1992, US, directed by Michael Mann
Like so many of Michael Mann's films, The Last of the Mohicans depicts men at work, here engaged in the messy business of the the defence of their homes, as well as resistance to outside military rule. Although the film abandons the often claustrophobic confines of Thief and Manhunter for the forests of America in pre-revolutionary times, the locales are similarly fraught with danger; the woods are depicted as a place of sudden and even savage violence that can erupt at any moment to engulf the unwary.
From the opening scenes, it is clear that action as much as words will define this story: the film begins with a tremendous race through the forest, as viscerally exciting as any car pursuit, accompanied, as so often in Mann's films, by an intense and memorable score. That sequence and a bloody encounter which follows shortly thereafter deftly sketch in the three primary male characters (played by Daniel Day-Lewis, Russell Means and Eric Schweig). As if to underline the ways in which these men define their skills, one of the trio has an almost wordless part, while all three prefer to remain silent unless there's something of importance to share.
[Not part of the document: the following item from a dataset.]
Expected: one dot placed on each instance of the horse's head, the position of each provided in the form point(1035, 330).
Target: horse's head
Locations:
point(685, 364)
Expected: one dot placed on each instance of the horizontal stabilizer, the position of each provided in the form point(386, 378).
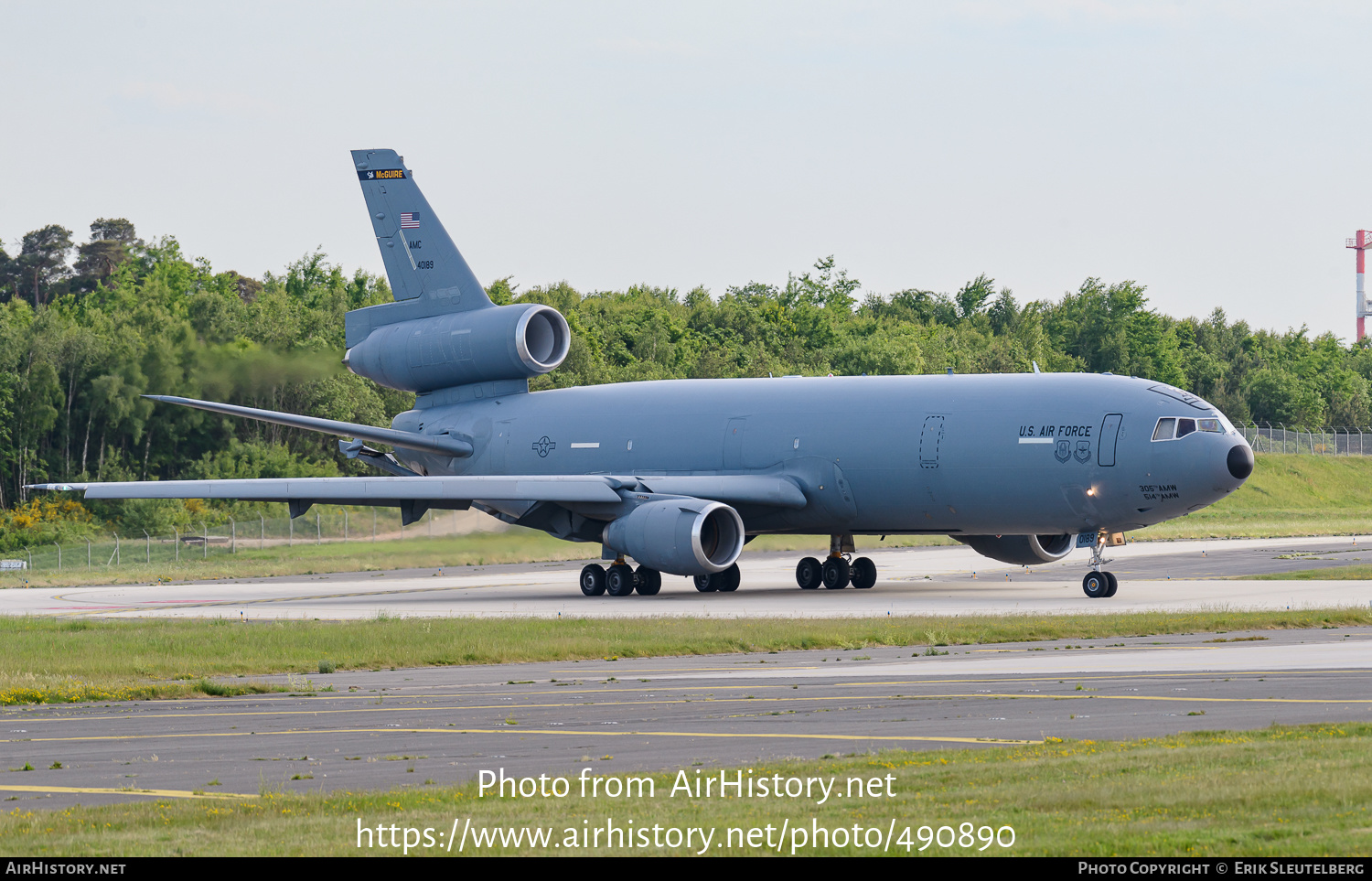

It's hard to avoid the thought that there's a occasionally a certain amount of romanticization at work here, with the depiction of a prelapsarian idyll into which outside forces intrude. However, as the film progresses Mann's depiction becomes more sophisticated, with the Native Americans far from monolithic, and capable, where it suits them, of forming political alliances to play the French and British off each other for their own ends. The film also depicts their exceptional tactical intelligence, in ways which frequently surprise the colonising forces, and strip bare the latter's tactics.
As elsewhere in Mann's work, the film turns most of all on different notions of honour, which overlap and sometimes conflict with one another. The main narrative thread is motivated by one kind of basic honorable action, that of protecting the apparently weak - not to mention extending essential notions of hospitality to strangers - and that simple action draws the central trio into a much more complex web of interlocking loyalties and betrayals, through which they are constantly called on to define their own essential values.